There will also be issues for those of us in practice who are on the pay-for-performance guidelines. The performance goal for secondary prevention is an LDL-C less than 100 mg/dL; that is part of the pay-for-performance guideline that I live under. So these are already antiquated. If a patient is on a high-intensity statin, theoretically that would be the best approach based on these new guidelines. Another thing will be, how fast can these calculators be integrated into our practice? They are electronic medical records. That will be some kind of cost and some kind of hassle that will have to be undertaken. In our practice we don't use a lot of calcium scores, so since this seems to be the highest recommendation for intermediate-risk patients to be risk stratified, we may have to reconsider that approach.
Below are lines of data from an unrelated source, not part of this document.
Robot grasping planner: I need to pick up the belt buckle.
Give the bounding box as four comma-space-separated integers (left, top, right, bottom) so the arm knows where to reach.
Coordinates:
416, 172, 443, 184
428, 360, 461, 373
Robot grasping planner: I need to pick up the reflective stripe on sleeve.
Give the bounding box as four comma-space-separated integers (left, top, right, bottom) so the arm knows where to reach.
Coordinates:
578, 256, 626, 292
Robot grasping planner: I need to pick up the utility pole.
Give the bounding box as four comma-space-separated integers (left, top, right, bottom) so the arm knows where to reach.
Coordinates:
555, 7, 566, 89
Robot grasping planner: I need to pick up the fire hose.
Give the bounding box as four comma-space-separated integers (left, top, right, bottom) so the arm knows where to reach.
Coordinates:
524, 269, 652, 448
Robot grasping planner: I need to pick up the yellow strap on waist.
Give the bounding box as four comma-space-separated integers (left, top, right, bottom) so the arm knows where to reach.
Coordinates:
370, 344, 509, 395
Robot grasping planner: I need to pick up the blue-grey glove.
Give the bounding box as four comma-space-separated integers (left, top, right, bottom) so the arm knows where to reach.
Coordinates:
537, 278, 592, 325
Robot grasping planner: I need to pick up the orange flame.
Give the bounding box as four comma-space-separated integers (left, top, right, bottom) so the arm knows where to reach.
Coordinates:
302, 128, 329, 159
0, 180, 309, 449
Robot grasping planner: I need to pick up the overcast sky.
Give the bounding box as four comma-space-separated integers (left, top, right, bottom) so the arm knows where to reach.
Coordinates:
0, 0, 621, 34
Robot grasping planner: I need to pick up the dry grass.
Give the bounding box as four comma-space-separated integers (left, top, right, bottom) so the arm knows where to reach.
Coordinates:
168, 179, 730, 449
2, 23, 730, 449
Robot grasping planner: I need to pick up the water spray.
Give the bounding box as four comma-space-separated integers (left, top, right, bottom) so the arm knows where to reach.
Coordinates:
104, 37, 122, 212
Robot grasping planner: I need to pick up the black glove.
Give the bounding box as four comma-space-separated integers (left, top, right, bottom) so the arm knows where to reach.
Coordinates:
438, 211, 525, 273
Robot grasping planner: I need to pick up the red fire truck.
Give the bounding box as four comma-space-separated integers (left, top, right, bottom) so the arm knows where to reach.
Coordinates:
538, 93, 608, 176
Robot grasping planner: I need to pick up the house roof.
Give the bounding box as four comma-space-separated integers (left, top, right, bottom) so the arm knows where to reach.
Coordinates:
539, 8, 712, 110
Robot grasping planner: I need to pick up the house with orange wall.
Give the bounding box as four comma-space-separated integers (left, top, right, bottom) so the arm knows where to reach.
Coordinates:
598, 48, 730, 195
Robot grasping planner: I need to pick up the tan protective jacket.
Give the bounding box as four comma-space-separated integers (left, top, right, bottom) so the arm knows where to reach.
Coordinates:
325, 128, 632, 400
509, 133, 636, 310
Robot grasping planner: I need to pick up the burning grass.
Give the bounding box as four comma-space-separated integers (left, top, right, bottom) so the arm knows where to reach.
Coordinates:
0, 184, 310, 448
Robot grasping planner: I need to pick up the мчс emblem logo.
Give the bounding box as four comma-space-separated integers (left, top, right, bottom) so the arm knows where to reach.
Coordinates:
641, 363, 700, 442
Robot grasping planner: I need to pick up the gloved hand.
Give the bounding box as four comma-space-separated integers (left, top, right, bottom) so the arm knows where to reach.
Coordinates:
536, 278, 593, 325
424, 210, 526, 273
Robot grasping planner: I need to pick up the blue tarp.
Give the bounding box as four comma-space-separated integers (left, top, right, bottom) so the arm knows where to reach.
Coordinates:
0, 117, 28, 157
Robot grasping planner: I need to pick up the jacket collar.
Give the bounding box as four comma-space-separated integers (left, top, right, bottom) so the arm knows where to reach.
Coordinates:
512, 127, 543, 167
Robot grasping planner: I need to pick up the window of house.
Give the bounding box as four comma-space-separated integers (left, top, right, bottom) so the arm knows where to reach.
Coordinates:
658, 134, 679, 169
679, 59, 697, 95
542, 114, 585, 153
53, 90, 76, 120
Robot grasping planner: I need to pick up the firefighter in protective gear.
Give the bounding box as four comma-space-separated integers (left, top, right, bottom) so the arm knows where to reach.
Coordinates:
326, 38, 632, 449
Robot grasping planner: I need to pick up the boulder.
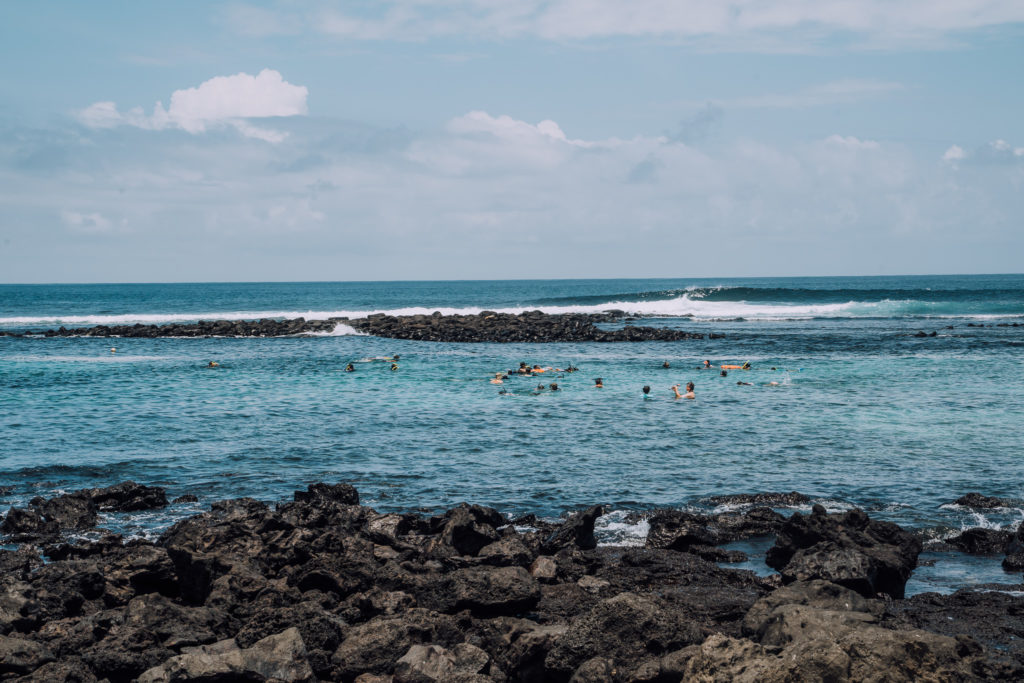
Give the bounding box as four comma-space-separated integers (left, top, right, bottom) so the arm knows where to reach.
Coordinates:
765, 505, 922, 598
138, 628, 316, 683
545, 593, 702, 677
542, 505, 604, 555
0, 636, 54, 677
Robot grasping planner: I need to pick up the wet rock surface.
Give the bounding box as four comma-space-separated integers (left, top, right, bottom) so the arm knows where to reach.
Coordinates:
0, 483, 1024, 683
31, 310, 724, 343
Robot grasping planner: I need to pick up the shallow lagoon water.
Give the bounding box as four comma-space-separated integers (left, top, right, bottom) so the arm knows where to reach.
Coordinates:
0, 276, 1024, 592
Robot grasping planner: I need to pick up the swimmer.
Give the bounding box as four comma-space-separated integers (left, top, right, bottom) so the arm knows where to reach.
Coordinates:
672, 382, 697, 398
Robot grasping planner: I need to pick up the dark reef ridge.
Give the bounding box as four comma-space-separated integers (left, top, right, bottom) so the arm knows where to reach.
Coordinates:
22, 310, 724, 343
0, 482, 1024, 683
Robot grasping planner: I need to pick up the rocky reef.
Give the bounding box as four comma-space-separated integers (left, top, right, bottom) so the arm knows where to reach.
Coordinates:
0, 482, 1024, 683
22, 310, 712, 343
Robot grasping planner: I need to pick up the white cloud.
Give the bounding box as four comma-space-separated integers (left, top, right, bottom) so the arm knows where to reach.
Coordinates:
235, 0, 1024, 50
942, 144, 965, 162
78, 69, 309, 142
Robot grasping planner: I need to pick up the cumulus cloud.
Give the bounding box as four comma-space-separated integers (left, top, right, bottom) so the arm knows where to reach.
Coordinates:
8, 108, 1024, 280
78, 69, 309, 142
227, 0, 1024, 50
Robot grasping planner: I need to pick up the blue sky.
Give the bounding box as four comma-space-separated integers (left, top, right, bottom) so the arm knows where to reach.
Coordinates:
0, 0, 1024, 283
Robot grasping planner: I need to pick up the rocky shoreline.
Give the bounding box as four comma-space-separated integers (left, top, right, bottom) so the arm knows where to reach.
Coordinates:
9, 310, 725, 343
0, 482, 1024, 683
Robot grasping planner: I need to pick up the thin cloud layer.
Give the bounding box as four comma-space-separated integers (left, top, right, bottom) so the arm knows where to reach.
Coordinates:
78, 69, 309, 142
226, 0, 1024, 50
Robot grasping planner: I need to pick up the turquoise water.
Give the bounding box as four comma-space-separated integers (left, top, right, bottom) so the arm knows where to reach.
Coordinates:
0, 275, 1024, 590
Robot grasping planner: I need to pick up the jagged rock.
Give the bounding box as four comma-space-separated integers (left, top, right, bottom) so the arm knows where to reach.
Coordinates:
545, 593, 702, 676
765, 505, 922, 598
542, 505, 604, 555
946, 527, 1014, 555
0, 636, 54, 676
707, 490, 811, 506
953, 493, 1013, 510
646, 510, 719, 552
138, 628, 315, 683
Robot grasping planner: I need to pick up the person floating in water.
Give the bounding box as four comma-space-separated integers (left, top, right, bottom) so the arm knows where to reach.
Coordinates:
672, 382, 697, 398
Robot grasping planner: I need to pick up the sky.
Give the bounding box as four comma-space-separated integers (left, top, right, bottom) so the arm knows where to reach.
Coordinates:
0, 0, 1024, 283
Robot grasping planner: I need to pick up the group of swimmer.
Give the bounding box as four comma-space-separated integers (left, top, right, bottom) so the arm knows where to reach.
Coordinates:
345, 353, 400, 373
490, 360, 779, 399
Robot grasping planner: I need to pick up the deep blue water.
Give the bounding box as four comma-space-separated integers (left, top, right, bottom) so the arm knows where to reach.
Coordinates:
0, 275, 1024, 590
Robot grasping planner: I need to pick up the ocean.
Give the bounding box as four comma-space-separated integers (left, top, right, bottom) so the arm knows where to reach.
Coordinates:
0, 275, 1024, 594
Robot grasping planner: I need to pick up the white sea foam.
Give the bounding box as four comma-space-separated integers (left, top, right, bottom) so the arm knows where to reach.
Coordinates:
594, 510, 650, 547
0, 294, 1013, 327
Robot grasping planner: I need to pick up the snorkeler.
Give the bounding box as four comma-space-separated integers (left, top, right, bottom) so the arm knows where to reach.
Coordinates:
672, 382, 697, 398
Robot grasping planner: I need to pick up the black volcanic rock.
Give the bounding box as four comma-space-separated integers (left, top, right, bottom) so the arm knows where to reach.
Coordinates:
37, 310, 712, 343
765, 505, 922, 598
953, 493, 1013, 510
0, 484, 1024, 683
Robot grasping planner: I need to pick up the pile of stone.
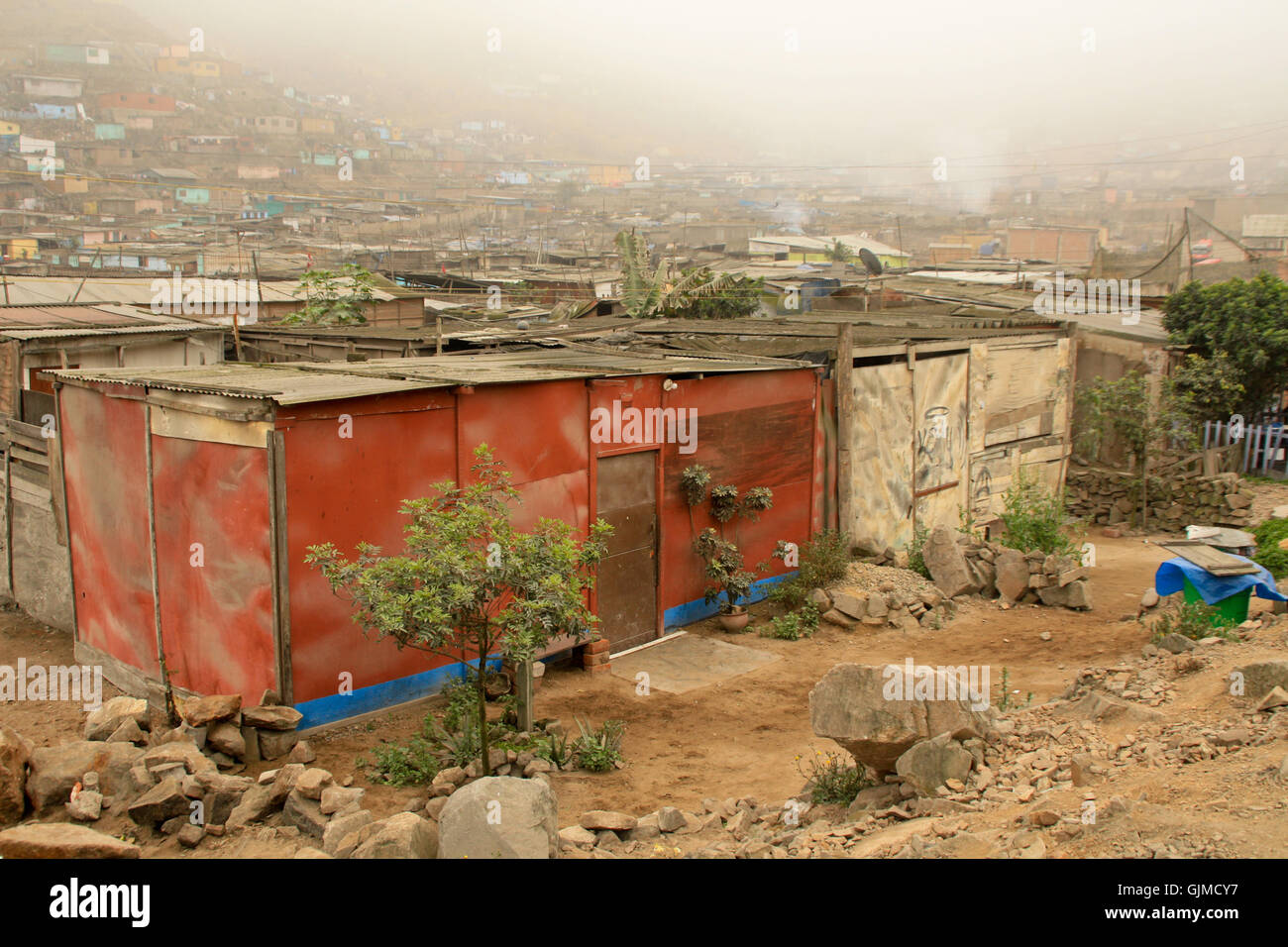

There's an evidence statement in the appendix about heart failure. They're saying statins should not be used because of a lack of evidence, and because heart failure patients were excluded from the trials. So should I discontinue statin therapy in a patient who has had a prior myocardial infarction who is a secondary-prevention patient but has congestive heart failure? That has not been my approach. I'm not sure what to do about that. On the other hand, these guidelines bolster my approach, which has been to not use fibrates, niacin, or fish oil for the past several years due to the lack of effectiveness. This document seems to bolster that position.

So, some new guidelines. It's going to take some time to digest these and make sense of them, but there are some different approaches and I think the high intensity/low intensity and not paying attention to the LDL as a treatment goal are really going to be something that's going to take some time for me to get my head around.